By Elias Biryabarema
KAMPALA (Reuters) - Uganda's army said on Monday it had killed more than 60 gunmen who attacked police and army posts in the west on Saturday, while extra troops had been deployed to restore security in an area near the country's new oil fields.
Authorities have said the gunmen are from a local militia and had no connection to the Islamist rebel group ADF-NALU.
Uganda worries that ADF-NALU, if left unchallenged in Congo's loosely governed east, poses a threat to its oil fields in the Albertine rift basin where Tullow Oil, Total and China's CNOOC are preparing for commercial production, possibly starting in 2017.
The gunmen had killed 17 people, including police and soldiers, on Saturday evening when they attacked three police stations and a military barracks in western Uganda, an area once a focus for an Islamist insurgency.
"Since we launched our response we have now killed more than 60 of those attackers and we're continuing the hunt," Ninsiima Rwemijuma, spokesman for Uganda People's Defence Forces (UPDF) told Reuters.
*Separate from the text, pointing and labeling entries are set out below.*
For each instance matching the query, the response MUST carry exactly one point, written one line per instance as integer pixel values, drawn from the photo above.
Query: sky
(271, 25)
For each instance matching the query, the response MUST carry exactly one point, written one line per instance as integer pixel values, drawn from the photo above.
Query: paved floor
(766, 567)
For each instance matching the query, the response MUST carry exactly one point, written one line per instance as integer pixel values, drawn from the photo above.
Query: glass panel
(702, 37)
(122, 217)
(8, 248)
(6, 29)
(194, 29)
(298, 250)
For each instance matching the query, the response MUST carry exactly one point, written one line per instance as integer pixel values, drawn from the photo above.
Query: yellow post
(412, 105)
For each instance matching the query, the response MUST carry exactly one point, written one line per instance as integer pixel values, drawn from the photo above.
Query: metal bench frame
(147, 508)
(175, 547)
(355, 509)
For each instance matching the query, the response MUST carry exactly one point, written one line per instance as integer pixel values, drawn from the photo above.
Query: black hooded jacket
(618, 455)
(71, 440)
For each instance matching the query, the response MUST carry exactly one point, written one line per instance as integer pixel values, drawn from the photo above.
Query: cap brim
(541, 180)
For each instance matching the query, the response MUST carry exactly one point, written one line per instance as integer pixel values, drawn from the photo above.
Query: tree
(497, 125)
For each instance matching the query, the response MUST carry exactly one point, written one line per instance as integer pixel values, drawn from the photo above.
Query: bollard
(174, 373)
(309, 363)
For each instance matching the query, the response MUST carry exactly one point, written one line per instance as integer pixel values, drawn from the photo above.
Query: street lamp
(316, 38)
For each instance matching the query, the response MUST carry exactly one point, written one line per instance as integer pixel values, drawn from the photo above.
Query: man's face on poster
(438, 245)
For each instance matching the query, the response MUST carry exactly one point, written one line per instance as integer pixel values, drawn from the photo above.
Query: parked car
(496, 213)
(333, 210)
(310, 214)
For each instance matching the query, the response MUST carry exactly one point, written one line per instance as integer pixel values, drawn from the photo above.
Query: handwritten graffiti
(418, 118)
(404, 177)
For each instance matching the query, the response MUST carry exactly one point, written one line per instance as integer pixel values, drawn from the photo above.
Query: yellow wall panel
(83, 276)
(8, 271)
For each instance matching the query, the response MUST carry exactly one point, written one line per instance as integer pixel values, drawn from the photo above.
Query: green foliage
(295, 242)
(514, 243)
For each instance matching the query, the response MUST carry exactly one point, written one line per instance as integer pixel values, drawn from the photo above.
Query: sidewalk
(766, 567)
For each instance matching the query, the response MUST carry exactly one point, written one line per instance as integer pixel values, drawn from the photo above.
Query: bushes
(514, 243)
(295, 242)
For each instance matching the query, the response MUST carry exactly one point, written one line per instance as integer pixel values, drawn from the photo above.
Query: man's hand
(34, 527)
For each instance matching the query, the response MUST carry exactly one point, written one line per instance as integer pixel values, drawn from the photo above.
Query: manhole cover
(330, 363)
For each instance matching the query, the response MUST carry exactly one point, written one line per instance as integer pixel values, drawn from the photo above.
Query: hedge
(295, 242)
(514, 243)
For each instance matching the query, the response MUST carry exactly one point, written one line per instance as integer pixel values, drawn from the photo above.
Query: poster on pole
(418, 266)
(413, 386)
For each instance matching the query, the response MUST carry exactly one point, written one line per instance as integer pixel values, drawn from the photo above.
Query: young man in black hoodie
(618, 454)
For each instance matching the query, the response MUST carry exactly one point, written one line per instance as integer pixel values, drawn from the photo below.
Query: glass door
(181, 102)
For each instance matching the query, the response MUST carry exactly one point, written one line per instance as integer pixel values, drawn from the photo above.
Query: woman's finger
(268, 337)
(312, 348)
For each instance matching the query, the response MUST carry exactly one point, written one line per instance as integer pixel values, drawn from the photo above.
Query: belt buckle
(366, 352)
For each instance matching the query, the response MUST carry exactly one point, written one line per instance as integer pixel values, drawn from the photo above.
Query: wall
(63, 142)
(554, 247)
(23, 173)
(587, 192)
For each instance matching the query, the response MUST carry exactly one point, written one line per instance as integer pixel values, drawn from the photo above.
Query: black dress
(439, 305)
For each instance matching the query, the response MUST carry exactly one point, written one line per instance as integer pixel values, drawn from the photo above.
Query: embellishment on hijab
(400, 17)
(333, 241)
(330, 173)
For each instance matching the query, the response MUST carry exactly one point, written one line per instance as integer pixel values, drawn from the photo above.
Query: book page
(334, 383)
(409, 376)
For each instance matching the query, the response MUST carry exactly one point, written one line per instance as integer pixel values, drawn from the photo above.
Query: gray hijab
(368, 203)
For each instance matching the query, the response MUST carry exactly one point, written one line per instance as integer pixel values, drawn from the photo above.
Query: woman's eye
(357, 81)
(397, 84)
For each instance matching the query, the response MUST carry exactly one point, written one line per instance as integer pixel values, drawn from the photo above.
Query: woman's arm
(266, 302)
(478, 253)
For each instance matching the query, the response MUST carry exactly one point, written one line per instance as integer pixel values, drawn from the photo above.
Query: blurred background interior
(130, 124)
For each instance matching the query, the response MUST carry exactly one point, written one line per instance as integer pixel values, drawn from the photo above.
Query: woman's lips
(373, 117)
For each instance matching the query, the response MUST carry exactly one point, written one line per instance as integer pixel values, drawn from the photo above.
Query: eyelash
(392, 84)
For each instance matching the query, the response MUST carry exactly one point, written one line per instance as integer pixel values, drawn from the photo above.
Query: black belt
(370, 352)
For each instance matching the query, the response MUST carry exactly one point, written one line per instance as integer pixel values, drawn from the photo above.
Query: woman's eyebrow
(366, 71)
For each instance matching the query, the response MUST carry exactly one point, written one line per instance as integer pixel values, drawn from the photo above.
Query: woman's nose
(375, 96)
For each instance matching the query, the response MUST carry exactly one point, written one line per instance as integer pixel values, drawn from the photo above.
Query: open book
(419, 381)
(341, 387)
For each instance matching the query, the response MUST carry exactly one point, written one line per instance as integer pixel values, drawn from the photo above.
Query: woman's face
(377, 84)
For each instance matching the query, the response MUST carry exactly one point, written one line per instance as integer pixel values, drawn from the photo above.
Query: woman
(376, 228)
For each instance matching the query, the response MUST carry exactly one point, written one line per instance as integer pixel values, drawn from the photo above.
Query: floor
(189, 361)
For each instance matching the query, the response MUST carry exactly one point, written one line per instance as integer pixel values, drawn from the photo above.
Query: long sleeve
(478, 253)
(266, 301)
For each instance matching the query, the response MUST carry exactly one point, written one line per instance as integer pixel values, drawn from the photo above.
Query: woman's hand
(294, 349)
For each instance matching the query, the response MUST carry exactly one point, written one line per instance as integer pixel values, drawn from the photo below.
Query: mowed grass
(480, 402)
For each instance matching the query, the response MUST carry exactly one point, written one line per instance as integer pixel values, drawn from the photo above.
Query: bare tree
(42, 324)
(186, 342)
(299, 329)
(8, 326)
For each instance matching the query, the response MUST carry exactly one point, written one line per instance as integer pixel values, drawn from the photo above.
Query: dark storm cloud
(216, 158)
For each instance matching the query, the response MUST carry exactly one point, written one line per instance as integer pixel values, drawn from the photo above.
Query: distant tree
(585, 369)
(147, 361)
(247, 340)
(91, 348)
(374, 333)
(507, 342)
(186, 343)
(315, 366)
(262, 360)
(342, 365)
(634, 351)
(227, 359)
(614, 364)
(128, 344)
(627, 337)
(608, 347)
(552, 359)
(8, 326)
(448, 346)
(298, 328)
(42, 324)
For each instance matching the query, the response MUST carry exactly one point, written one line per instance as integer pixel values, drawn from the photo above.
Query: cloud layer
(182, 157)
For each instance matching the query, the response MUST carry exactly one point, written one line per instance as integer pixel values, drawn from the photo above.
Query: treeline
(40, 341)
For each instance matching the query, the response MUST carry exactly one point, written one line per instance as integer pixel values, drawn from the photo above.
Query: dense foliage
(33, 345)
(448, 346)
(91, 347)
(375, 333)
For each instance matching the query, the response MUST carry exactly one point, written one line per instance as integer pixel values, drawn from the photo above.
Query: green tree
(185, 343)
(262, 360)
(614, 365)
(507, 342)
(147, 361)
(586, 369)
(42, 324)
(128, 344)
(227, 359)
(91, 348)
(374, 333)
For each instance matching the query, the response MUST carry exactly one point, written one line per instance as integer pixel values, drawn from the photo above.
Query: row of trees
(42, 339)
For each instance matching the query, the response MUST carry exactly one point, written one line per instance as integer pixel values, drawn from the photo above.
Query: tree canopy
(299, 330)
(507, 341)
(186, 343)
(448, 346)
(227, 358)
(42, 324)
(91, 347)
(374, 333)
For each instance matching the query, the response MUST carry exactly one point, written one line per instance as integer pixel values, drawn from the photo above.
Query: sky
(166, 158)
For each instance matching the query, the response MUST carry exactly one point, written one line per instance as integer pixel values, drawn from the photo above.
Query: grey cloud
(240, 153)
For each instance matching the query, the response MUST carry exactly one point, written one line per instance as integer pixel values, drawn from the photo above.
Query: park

The army said on Sunday it had killed 41.
"We have also boosted our deployment in the area to step up patrols and ensure local people feel safe enough to return to their homes," he said, adding that dozens of the attackers had been detained and were helping identify other assailants.
In the hours following the attacks, Rwemijuma said some panicked residents fled their homes for safety in nearby towns.
The ADF-NALU Islamist insurgents fought the Ugandan government in the late 1990s and early 2000s from bases in Western Uganda along the border with Democratic Republic of Congo (DRC).
They were eventually defeated and forced to flee into the jungles of eastern DRC where they have been hiding.